Urban Freight at a Crossroads: What the EU’s new Transport Study tells us about the future of city logistics. A new exploratory study commissioned by the European Commission’s Directorate-General for Mobility and Transport (DG MOVE) has shed light on one of the most pressing challenges in urban mobility: getting freight smarter, cleaner, and better connected to the digital systems that run our cities.
The study (formally focused on Enhanced Traffic and Incident Management (ETIM) across the trans-European transport network) dedicates significant attention to city logistics, identifying it as a field in urgent need of innovation, standardization, and cross-sector data exchange. For researchers, practitioners, and policymakers in city logistics, the findings paint a clear picture of where the gaps are and where the opportunities lie.

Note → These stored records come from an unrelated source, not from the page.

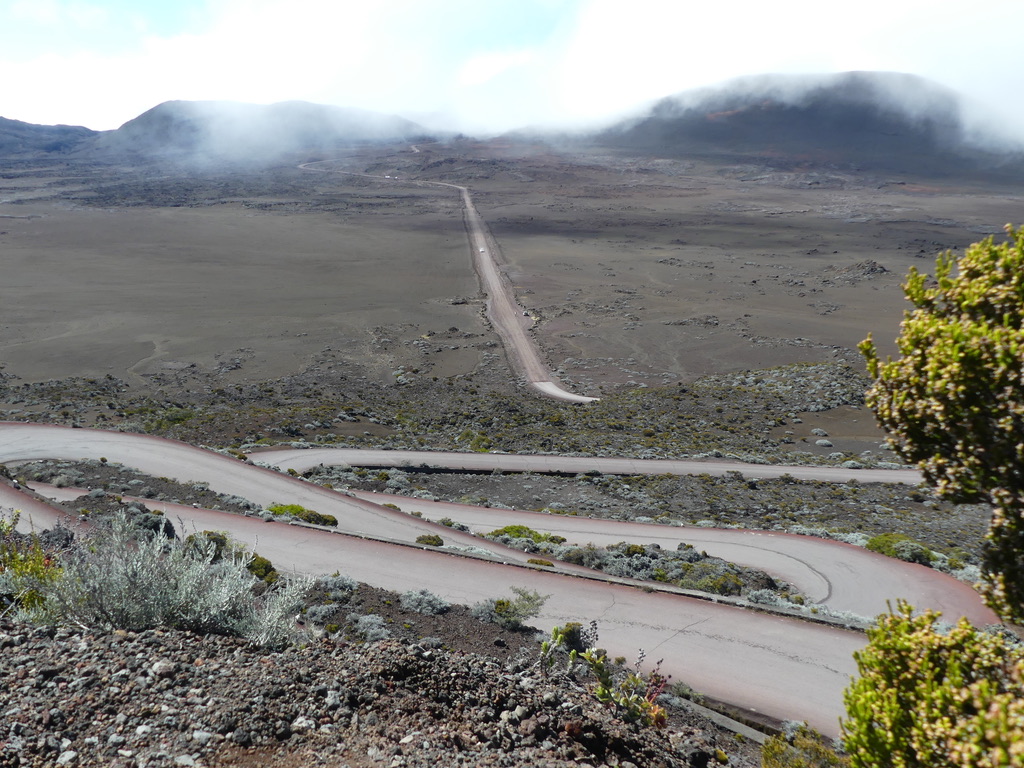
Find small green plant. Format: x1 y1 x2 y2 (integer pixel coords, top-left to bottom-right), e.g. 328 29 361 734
541 622 669 728
761 723 850 768
398 590 452 615
486 525 565 544
14 512 309 646
470 587 549 630
266 504 338 528
864 534 935 565
0 511 62 609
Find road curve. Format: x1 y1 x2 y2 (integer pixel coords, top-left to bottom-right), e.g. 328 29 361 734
0 423 999 734
339 492 998 625
299 159 598 402
4 448 864 735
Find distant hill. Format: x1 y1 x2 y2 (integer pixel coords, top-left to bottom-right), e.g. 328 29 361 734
0 118 97 157
96 101 427 162
0 101 428 164
596 72 1019 173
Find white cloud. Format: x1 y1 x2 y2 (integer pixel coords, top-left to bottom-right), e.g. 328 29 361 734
0 0 1024 140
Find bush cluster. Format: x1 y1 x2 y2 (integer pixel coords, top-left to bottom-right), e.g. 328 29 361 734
4 513 309 646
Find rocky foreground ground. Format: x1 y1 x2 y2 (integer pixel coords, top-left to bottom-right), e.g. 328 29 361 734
0 620 760 768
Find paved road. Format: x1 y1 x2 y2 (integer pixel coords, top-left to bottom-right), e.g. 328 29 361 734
0 423 999 734
299 159 598 402
258 449 924 485
342 492 997 625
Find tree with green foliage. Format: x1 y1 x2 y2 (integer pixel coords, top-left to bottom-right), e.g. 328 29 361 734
843 602 1024 768
860 225 1024 622
843 226 1024 768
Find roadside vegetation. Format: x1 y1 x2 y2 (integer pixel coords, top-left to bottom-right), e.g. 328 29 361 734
843 226 1024 768
0 513 309 647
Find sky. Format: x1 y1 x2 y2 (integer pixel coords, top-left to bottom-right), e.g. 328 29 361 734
0 0 1024 138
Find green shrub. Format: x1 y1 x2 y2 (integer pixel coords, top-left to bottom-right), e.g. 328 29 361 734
842 601 1024 768
470 587 549 630
865 534 935 565
0 514 61 608
266 504 338 528
486 525 565 544
761 725 850 768
398 590 452 615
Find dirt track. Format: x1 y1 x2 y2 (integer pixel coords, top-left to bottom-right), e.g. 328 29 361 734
299 159 598 402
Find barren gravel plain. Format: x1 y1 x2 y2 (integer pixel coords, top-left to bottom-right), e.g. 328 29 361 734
0 139 1022 757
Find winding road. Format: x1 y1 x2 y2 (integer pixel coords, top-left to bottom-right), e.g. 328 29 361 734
0 423 994 734
0 146 995 735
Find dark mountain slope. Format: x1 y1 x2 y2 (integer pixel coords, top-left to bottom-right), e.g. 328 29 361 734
0 118 97 157
597 72 1008 174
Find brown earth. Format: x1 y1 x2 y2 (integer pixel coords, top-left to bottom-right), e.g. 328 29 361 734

The Core Problem: Fragmentation
Urban freight remains stubbornly siloed. Logistics operators, city authorities, traffic management centers, and technology providers each hold pieces of the puzzle, but rarely share them. The study finds that most cities are still running proof-of-concept pilots and small-scale experiments to figure out what works — a sign that systemic, EU-wide guidance is lacking. Cities like Rotterdam and Barcelona have deployed advanced systems to manage delivery zones and traffic flows using real-time data, but these remain exceptions rather than the rule.
What’s needed, the report argues, is not another pilot program — it’s a framework. Urban freight data (delivery schedules, vehicle locations, access restrictions, estimated arrival times) needs to be exchanged in real time between private logistics actors and public traffic management systems. The technology largely exists; the governance and trust structures do not.
Data as the Foundation of Innovation
A recurring theme throughout the study is the central role of data, and the obstacles preventing its effective use. Urban Vehicle Access Regulations (UVARs) exist across European cities but are rarely machine-readable or interoperable. Freight data standards lag behind those for passenger transport. The European Mobility Data Space (EMDS) initiative holds promise, but currently skews toward passenger mobility, leaving multimodal freight data underserved.
The study calls for common European regulations for urban logistics that would facilitate digital data exchange on product types, delivery time windows, low-emission zone access rules, and vehicle dimensions. Tools like eFTI (Electronic Freight Transport Information) and eCMR are highlighted as pivotal for streamlining information flows among logistics stakeholders, provided adoption accelerates.
Promising Innovations on the Horizon
Several research and innovation directions emerge as high priority.
Digital twins are identified as powerful tools for optimizing urban traffic and freight management, though their effectiveness depends on high-quality, standardized data inputs.
AI-powered traffic management, already being used for congestion prediction and automated incident detection, is increasingly being applied to freight corridors.
Dynamic scheduling systems that enforce delivery-window and off-peak-access rules represent a near-term opportunity to reduce urban congestion and improve air quality.
The study also spotlights synchromodality. This is the real-time dynamic coordination of multiple transport modes. It is a promising research frontier that needs further investment, particularly in algorithm development and business model design.
The Innovation Imperative
Perhaps the most sobering finding is the digital divide between Member States. Wealthier, more advanced countries like Germany, the Netherlands, and Austria are already deploying integrated platforms that link freight logistics data with real-time traffic systems. Others rely on legacy infrastructure incompatible with modern data-sharing standards.
Addressing this divide (through EU funding mechanisms such as Horizon Europe and the Connecting Europe Facility, and through targeted capacity building) is not just an equity issue. It’s a precondition for building the seamless, continent-wide urban logistics ecosystem that net-zero and smart-city ambitions require.
City logistics needs less fragmentation, more data, and a shared governance framework to turn innovation from an exception into a standard practice.